It was indeed a successful trip to Manchester with my daughter. We bought her prom dress relatively quickly - it was the second dress she tried on - she went back to it after trying on seven more! But the decision was certain and unchangeable which is what I wanted to hear. Prevarication was not on the menu. I'm not going to reveal anymore at this point but save the reveal for May when she is all ready to go.
I finally got a chance to scan in the cover of my wonderful valentine's present. It is this book
I don't know whether the page below can be read clearly but it was published in 1880. This is the earliest knitting book I have.
and contains two hundred and sixteen RECEIPTS (or patterns to us.
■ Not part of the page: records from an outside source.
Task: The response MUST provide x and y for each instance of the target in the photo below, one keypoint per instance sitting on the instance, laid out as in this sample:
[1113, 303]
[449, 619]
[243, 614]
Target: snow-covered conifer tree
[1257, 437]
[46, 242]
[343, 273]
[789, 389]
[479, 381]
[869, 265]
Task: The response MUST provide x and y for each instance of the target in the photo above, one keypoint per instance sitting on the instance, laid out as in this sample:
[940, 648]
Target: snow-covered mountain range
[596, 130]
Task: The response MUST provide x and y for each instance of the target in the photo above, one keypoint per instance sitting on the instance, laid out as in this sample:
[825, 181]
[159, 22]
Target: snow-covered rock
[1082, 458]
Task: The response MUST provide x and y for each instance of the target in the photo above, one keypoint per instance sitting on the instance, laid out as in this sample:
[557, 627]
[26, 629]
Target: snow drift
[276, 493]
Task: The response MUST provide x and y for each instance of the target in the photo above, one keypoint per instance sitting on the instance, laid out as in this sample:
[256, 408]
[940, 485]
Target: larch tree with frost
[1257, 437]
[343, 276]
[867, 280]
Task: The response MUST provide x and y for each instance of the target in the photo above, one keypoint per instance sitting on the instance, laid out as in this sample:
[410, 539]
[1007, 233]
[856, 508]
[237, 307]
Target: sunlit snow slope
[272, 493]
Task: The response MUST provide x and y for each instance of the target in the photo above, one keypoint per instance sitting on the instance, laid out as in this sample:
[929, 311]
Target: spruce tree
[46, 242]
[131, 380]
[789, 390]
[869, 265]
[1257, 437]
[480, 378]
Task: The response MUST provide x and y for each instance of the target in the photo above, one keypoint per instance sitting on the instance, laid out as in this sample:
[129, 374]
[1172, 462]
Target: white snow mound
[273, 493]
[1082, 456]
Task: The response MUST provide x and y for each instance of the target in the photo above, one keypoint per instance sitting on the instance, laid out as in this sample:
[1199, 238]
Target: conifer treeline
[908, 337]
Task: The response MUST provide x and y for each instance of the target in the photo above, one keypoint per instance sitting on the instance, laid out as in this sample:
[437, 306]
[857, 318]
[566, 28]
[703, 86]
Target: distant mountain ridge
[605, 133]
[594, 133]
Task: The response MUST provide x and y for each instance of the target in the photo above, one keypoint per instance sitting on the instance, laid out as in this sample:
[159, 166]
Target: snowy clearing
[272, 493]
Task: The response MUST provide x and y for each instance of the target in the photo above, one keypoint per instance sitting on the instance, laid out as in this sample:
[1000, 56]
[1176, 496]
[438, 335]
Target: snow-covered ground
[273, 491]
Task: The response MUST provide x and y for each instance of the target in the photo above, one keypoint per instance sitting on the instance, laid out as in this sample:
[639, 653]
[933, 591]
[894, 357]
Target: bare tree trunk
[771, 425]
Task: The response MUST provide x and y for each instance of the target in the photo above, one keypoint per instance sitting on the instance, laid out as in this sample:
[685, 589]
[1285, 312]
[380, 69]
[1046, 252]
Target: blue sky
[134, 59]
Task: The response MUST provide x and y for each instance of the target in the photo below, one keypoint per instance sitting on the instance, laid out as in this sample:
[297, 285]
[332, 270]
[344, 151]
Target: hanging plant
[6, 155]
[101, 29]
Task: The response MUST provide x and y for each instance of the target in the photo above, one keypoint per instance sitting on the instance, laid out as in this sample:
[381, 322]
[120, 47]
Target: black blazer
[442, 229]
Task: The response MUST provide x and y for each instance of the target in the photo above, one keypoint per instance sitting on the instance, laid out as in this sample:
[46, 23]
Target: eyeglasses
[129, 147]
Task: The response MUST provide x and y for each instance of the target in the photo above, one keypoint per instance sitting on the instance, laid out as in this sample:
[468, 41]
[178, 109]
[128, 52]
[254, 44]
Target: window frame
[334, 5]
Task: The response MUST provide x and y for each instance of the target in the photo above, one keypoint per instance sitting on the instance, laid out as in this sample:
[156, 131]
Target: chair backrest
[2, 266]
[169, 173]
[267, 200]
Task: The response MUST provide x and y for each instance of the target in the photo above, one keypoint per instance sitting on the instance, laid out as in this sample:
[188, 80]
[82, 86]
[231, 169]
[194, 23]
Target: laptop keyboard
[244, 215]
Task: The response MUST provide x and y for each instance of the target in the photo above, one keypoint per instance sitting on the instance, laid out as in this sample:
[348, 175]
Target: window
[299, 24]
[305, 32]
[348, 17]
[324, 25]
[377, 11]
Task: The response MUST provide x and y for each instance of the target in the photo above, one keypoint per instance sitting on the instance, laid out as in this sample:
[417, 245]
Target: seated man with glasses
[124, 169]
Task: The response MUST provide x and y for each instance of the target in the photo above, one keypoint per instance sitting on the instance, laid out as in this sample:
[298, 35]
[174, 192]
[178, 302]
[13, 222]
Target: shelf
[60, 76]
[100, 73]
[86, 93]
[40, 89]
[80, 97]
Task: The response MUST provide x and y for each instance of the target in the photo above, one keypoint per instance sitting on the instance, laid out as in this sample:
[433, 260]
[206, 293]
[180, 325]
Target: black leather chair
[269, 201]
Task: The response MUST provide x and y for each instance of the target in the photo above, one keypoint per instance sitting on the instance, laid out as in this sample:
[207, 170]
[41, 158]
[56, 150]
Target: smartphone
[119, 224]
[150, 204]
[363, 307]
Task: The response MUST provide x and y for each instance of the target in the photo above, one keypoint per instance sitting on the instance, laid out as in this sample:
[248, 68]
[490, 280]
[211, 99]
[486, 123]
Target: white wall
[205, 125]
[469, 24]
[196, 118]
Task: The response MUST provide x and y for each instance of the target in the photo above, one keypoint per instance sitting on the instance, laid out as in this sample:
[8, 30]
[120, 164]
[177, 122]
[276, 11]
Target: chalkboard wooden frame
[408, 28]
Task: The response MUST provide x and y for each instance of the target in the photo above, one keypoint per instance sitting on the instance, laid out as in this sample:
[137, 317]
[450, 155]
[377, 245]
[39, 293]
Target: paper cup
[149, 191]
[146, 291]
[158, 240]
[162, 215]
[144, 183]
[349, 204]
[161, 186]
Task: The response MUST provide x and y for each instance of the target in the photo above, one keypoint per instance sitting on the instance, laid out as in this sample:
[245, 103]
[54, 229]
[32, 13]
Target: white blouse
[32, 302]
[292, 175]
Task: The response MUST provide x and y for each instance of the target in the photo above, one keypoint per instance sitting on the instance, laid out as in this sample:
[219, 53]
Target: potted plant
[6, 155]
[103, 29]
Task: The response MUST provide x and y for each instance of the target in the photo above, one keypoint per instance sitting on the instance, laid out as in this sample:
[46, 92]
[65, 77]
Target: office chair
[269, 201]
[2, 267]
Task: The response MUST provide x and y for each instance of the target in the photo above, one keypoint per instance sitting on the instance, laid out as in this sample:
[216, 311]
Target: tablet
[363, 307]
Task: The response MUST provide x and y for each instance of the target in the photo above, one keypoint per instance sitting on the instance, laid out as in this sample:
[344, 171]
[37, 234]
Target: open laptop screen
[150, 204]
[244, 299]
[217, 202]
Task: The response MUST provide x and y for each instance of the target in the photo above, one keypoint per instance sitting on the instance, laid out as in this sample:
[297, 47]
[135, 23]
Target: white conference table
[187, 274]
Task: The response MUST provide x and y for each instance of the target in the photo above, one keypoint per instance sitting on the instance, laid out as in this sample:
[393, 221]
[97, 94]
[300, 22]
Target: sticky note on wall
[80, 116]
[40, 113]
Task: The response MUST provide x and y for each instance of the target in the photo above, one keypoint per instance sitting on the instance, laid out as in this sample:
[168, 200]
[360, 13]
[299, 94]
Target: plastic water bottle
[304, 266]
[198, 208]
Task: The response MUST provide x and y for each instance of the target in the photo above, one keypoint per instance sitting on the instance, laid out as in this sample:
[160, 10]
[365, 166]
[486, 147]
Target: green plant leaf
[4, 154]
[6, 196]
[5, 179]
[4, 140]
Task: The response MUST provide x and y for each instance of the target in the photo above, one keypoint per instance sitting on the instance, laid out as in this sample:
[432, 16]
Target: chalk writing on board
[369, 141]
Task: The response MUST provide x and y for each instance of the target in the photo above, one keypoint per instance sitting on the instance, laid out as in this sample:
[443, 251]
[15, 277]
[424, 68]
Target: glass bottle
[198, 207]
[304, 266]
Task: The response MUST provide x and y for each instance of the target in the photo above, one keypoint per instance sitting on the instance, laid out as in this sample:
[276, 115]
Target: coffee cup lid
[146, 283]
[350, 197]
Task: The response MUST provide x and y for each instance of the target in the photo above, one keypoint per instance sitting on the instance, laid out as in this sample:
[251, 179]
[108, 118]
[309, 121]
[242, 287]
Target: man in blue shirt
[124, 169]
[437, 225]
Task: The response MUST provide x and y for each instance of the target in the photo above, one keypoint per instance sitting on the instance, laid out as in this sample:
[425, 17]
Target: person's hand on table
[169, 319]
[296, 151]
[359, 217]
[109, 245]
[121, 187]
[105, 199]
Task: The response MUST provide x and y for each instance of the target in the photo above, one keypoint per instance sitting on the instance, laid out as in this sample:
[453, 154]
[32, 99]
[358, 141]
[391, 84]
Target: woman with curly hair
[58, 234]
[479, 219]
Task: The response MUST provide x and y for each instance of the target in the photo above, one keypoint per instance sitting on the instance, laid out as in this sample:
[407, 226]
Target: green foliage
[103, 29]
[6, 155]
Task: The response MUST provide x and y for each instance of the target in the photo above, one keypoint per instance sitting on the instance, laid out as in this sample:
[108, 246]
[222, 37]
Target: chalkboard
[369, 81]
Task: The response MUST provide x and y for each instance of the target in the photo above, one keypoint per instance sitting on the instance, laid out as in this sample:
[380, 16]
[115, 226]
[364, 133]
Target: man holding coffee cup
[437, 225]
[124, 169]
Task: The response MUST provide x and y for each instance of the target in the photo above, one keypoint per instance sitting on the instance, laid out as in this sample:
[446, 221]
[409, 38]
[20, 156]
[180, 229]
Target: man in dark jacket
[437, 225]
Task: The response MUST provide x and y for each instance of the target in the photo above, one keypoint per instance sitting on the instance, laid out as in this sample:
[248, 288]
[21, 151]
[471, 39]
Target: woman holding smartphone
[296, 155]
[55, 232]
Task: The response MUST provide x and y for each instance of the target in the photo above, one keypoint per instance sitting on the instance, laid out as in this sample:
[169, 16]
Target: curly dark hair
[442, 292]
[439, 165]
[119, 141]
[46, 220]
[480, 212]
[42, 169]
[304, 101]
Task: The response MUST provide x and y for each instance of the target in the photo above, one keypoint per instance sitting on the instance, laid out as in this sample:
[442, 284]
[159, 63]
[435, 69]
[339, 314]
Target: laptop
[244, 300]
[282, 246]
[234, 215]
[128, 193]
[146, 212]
I don't actually know why they were called receipts - does anyone else know?)
What I really love is it is signed presumably by the owner on January 30th 1881.
There are very few pictures but patterns for things such as a gentleman's muffatee and an opera cloak - you would have to be very brave to embark on knitting a cloak without even a picture to see whether you like it or not. There is also a pattern for a Tippet, which goes as follows:
"Useful little presents to poor children or as school rewards and can be made in the following way:
Take any soft wool (scarlet or any bright colour) and cast on about 27sts, using coarse wooden pins, not finer than size 2. Then wool forward, slip 1, knit 2 together. Knit every row alike.
Knit till long enough and cast off.
They can either tie round the throat, or fasten with a button or elastic. They are warm and quickly made".
I do love the way the patterns aren't prescriptive, just a guide really, and leave the knitter to find their own way to a great extent. There are other guides in the book, such as what to do if you have plump arms and a pattern for a 'Scotch Cap for pence'.
I think I shall make myself a Tippet but I'm not so sure about the Scotch Cap.